The mesh could also reduce drift, which sometimes causes pesticides to travel from one farmer’s field to another’s, even state to state. Pesticides are also capable of ending up in homes. Krispa Varanasi, associate professor of mechanical engineering and co-author of the study, said this is something people want fixed, and for which a solution is being sought.

Varanasi Group, MIT
Left: Large droplets pummeling a plant. Right: Mesh reduces stress by atomising droplets before they reach the plant.

A further benefit of using meshes like this in agriculture is the protection from impact they could offer crops, especially in rainstorms. During storms rain droplets can strike plants with enough force to place stress upon the plant leading to crop damage, resulting in reduced yields.

For agriculture these meshes could be deployed and supported by plant stalks or supported on framework, and then farmers would be able to use conventional sprayers that produce larger droplets which stay on course even in breezy conditions.

Farmers already use fabric meshes to protect certain types of crop from birds and insects, so the process is already familiar and widely used.

Other potential applications

The principle also has potential to be used in a variety of applications, such as cooling towers and multi-effect desalination.

In the example of cooling towers, such as those used for electric power plants, and many industrial or chemical plants, mesh could be placed below spray heads to create finer droplets. Cooling efficiency is related to droplet surface area, and so finer droplets would evaporate faster and provide better cooling. Henri-Lois Girard, a graduate student, said that cooling efficiency is three orders of magnitude greater with the finer drops.

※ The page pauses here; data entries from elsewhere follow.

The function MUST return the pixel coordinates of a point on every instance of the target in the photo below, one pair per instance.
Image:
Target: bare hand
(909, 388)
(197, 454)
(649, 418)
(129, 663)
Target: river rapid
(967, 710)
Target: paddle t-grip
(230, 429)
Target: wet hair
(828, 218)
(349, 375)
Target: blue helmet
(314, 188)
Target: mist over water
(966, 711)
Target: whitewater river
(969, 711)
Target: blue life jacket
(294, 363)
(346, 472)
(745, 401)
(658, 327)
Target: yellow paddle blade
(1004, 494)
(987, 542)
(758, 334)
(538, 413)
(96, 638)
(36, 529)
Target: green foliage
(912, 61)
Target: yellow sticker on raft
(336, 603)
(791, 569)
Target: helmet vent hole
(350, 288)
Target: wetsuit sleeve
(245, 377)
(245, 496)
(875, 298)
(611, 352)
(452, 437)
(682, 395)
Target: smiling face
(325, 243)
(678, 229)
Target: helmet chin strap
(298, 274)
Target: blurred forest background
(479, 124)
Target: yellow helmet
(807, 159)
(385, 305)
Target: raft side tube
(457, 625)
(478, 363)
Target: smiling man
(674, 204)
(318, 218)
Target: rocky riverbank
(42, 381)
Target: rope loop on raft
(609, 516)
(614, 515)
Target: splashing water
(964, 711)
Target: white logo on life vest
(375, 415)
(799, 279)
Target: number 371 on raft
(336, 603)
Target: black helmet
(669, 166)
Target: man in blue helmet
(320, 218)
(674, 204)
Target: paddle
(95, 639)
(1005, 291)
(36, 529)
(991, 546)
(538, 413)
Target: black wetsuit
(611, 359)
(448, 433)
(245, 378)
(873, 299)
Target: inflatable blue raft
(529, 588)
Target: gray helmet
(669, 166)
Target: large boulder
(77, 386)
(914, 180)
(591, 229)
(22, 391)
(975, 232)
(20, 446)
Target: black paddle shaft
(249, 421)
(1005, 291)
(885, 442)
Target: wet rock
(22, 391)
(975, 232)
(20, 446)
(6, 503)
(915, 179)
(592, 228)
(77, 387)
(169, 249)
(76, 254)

In recent work, Varanasi and his team found a way to recover a large amount of the water lost from cooling towers by evaporation, by using a different kind of mesh over the top of cooling towers. The new findings combined with the old therefore have the potential to improve power plant efficiency at input and output stages.

Girard also mentioned the benefits of using this method during the application of coatings. For applying paint, and other types of coating, finer droplets are better at covering and adhering to surfaces. Mesh could be employed to improve the quality and durability of coatings.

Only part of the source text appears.